“What did you do that summer?” Lance asked.

“We sailed and played golf and tennis. The Stones lived near the yacht club, and there was a nine-hole golf course and a tennis club. We didn’t lack for activity.”

“Did you and Dick keep in touch?”

“We exchanged a few letters over the next year or two, but that petered out. I didn’t hear from him again until he turned up in New York and called me at the precinct and invited me to dinner. We went to the Harvard Club, I remember, and I was impressed.”

“What did you talk about that evening?”

“About our work: He was stationed in Rome, as I recall-he was the agricultural attache, or something-and I was working homicides with Dino. I remember he asked me if I was interested in government service, and I said I was already in government service. I asked him what he had in mind, but he was vague. I didn’t hear from him again until this morning.”

Lance nearly choked on his drink. “This morning?”

“Yes, I had a letter from Dick-a package, really-by FedEx. There was a letter saying that he wanted me to put the package, which was sealed, in my safe and not to open it, except in event of his death.
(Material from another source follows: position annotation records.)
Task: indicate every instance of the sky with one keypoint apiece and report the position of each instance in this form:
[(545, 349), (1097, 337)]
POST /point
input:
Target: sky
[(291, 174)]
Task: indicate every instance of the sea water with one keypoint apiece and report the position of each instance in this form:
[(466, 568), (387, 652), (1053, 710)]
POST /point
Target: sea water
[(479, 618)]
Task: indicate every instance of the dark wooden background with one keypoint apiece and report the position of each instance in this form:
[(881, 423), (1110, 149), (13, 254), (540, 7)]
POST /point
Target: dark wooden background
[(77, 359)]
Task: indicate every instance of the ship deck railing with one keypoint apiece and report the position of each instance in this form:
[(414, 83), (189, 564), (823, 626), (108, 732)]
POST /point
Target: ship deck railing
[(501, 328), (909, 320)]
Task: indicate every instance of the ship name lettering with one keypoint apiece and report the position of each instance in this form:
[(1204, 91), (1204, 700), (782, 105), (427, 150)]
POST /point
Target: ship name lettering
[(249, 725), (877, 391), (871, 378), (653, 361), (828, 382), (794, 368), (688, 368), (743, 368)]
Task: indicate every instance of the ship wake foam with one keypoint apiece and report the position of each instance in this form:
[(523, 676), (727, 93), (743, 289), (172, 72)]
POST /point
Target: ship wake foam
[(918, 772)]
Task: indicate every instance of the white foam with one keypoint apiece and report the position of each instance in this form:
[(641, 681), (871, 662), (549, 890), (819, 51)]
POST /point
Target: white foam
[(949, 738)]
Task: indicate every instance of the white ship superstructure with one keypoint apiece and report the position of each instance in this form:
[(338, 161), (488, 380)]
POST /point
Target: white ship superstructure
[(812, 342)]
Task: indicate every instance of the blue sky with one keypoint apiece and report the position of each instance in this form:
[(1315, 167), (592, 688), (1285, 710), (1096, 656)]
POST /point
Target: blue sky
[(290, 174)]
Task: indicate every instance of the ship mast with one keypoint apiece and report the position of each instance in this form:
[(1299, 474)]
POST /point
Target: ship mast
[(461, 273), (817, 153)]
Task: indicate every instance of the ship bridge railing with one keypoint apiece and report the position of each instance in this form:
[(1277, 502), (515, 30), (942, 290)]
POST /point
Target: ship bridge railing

There was a check for a thousand dollars, too, as a retainer. He wanted to formally hire me as his attorney. Why do you find it so odd that I heard from him this morning?”

Lance put a hand on Stone’s arm. “Because, my friend, yesterday your cousin, Dick Stone, shot his wife and only daughter, then put a bullet in his own brain. At his house in Dark Harbor.”

Chapter 2

STONE UNLOCKED THE front door of his house and let everybody in. “Dino, put your stuff on the elevator, take it up to the third floor and put it in the big guest room. We’ll be in my office.” Dino complied.

Stone led the way downstairs to the basement and switched on the lights in his office. “Have a seat,” he said to Lance and Holly. They did so. Stone went to his safe, punched the combination into the electronic keypad, removed a package and set it on his desk.